A senior helping seniors: Shelly Labinger gives older workers a boost at Goodwill’s job placement program

Whether it’s out of a sense of enjoyment or necessity, more and more older Americans continue to work long past what others consider retirement age.

In fact, the U.S. Bureau of Labor Statistics estimates that by 2028, about 23 percent of those age 65 or older will be in the workforce.

At age 70, Shelly Labinger continues to work — by choice. She obtained her first job at age 16 and hasn’t stopped, working at many different jobs — from telephone operator to private chef.

When she reached her 50s and beyond, however, she found it more difficult to get hired.

“I like to work, but it got to the point where it was harder for people 55 and older to find jobs,” she said. “I look good on a resume, but when someone sees me they think it’s a big liability, so I had to sell myself.”

Those are the realities of the senior set who still want to work. To compound the problem, surveys show that when older unemployed workers lose jobs, it generally takes them twice as long as their younger counterparts to become reemployed. And those who find work typically earn only half as much they did at their previous job.

Wanting to work and fight the stigma of hiring older workers, Labinger landed at Goodwill Central Coast, where she runs a senior job placement program operated by the nonprofit National Association for Hispanic Elderly, based in Pasadena. ANPPM (it’s a Spanish-language acronym for Asociación Nacional Pro Personas Mayores) works with 500 partner organizations across the country to deliver services, focused on economic sustainability for older people.

“People want to work,” she said. “It gives a lot of confidence to an individual, that they are not just sitting around watching soap operas.”

Through the program at GCC’s Career Center office in Salinas, Labinger helps seniors find work, develop new skills and talents, build their financial security, and combat feelings of loneliness and unworthiness.

Initially hired at a Goodwill store organizing clothing, Labinger saw herself as a fit in the Career Center.
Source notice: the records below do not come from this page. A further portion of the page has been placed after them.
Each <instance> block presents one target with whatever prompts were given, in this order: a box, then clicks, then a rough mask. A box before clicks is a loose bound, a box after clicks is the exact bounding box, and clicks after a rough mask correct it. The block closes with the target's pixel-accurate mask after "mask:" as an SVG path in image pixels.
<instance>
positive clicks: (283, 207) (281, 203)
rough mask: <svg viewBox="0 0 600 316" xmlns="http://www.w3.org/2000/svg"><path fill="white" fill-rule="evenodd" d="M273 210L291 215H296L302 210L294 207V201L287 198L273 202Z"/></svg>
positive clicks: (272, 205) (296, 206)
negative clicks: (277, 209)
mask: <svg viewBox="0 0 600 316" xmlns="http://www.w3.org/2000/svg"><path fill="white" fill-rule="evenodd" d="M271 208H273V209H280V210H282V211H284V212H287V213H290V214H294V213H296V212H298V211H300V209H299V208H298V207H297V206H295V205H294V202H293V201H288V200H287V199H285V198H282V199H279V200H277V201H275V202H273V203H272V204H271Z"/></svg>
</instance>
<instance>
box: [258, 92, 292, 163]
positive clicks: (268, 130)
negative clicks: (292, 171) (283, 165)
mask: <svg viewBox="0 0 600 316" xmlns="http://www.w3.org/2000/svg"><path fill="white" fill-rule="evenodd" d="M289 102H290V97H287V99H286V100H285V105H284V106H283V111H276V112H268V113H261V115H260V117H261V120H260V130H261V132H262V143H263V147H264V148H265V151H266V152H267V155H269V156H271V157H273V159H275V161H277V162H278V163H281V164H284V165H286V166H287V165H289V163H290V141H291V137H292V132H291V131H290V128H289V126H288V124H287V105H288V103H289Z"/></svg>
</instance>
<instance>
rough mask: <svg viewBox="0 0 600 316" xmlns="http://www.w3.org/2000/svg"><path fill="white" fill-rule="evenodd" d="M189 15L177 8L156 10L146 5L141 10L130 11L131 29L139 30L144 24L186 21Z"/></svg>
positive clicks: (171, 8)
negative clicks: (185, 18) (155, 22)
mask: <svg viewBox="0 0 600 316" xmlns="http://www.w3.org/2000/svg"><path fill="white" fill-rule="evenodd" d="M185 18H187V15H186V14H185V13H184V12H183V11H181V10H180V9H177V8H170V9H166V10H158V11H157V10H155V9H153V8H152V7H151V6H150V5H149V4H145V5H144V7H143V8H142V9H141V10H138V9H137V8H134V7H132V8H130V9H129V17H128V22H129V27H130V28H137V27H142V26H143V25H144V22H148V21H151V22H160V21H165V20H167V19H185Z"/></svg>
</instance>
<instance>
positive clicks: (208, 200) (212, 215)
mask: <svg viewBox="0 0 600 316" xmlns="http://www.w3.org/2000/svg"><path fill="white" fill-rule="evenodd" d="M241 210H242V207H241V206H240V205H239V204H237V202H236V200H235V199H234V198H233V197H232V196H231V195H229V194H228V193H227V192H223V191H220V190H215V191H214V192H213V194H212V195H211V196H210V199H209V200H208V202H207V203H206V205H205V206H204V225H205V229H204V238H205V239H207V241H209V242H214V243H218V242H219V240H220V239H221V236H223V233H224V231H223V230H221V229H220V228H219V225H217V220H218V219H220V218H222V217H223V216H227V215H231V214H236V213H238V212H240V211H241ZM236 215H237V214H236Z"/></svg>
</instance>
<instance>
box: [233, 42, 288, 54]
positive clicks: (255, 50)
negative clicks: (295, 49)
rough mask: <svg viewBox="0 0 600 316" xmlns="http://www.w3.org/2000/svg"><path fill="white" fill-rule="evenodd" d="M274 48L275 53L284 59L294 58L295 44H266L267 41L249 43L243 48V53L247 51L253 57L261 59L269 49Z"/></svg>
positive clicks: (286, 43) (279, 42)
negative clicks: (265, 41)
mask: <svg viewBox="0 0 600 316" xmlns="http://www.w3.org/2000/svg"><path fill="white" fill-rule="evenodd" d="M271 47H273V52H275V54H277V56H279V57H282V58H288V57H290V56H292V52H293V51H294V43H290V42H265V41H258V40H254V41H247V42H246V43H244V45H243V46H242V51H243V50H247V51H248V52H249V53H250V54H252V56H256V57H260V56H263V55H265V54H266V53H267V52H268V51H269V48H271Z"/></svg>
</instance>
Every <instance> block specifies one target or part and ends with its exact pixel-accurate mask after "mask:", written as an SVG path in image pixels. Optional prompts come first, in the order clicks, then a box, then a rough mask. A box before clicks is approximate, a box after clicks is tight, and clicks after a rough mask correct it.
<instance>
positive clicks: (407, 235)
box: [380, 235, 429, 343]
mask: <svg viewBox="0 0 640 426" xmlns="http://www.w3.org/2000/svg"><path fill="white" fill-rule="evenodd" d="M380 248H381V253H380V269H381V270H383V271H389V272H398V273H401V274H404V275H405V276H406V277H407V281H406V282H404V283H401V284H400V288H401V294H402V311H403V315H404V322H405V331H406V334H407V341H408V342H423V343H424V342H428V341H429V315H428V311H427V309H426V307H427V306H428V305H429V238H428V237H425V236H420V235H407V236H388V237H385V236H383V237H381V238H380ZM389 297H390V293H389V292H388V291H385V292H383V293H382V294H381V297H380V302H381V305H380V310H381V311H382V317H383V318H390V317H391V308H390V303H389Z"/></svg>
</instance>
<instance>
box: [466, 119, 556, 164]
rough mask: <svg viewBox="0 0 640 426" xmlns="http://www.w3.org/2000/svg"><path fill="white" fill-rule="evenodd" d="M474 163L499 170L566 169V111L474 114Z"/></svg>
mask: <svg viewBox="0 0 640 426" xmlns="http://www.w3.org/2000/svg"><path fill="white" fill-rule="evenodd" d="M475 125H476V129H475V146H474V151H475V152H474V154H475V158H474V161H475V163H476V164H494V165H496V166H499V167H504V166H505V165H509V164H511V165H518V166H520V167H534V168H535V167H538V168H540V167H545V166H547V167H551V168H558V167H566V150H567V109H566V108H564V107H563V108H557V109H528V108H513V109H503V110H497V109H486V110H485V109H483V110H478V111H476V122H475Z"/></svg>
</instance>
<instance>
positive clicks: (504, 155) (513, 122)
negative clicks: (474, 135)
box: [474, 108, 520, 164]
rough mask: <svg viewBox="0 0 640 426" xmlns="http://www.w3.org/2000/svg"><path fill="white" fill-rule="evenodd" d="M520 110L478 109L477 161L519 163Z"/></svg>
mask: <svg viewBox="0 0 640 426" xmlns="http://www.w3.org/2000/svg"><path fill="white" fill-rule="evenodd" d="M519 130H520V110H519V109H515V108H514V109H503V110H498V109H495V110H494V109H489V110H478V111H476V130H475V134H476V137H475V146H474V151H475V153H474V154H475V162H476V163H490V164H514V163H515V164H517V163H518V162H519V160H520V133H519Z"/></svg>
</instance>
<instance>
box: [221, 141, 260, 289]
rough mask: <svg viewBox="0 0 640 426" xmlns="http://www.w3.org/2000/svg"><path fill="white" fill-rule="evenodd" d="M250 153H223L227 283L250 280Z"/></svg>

She depends on referrals from government programs but mostly works by word of mouth. She spends much time speaking to senior centers and veterans groups to spread the word about ANPPM’s services through Goodwill.

 “There are a lot of jobs out there,” she said. “A lot of people in the senior age bracket need to work because Social Security does not cover all their expenses, especially in Monterey County.”

Roughly 35 percent of the workforce in the U.S. is made up of people age 55 and older. More than 60 percent of those folks continue to work for financial reasons while 38 percent work for personal reasons.

“Many seniors still feel they have something to offer,” Labinger said. “And we’re here to help bring out their confidence and show them the way.”

The program requires participants to live at or near poverty level, and out of the job market for at least a year. Labinger has helped seniors from many backgrounds, including those with disabilities.

“The Department of Rehabilitation sent an 86-year-old person who is legally blind and wanted to work,” she said. “We do all we can, and try our best to show them they are still viable. A strong desire to work, to me, outweighs any disability.”

Labinger can share many success stories. Recently she sat down with an older homeless man who roamed the streets of Chinatown in Salinas.

 “He was homeless and disheveled, and I told him he would have to clean himself up and give himself a chance,” she said. “It wasn’t cruel to say that, just reality. Well, he came back to me with new second-hand clothes, his beard trimmed, and now he does fantastic work on the loading dock at Goodwill.”

Labinger helped another homeless man, from Colombia, secure a job at Natividad as a translator. Both men have now secured low-income housing and are off the streets.

“I love my job,” Labinger said. “I think it’s necessary. I know how they are feeling and the frustrations they go through. And I see the side of businesses, too. I’ve been a manager before, and you can’t afford to hire problems, of any age. But if you give some with desire a chance to succeed, they will almost always surprise you.”